Penne Rigate with Asparagus & Wild Mushroom

Penne Rigate with Asparagus & Wild Mushroom
Serving a pasta side dish at your dinner party can be boring. But by creating pre-made mini bowls and displaying on a pretty tray, you have a fun new way of entertaining!
Penne Rigate with Asparagus & Wild Mushroom Ingredients: (serves 10 cups)

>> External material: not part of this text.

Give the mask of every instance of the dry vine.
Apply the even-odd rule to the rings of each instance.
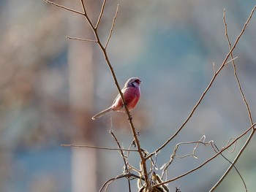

  • 1 pound Delverde Penne Rigate
  • ½ cup Lucini Organic Limited Reserve Extra Virgin Olive Oil
  • 1 pound Shitake Mushrooms
  • 3 shallots finely minced
  • 1 pound asparagus
  • ¼ cup pine nuts
  • ½ cup fresh Parmigiano Regianno
  • Salt and pepper to taste
Cook Delverde Penne Rigate as instructed on the box. Meanwhile, in large skillet add the extra virgin olive oil and heat over medium heat. Sauté garlic and shallots, cooking till lightly golden. Add mushrooms and sauté for another 3-4 minutes. Add cooked asparagus and pine nuts and heat through for 2 to 3 minutes. Toss sautéed ingredient with hot pasta, Parmigiano, salt and pepper to taste. Finish with a drizzle of extra virgin olive oil.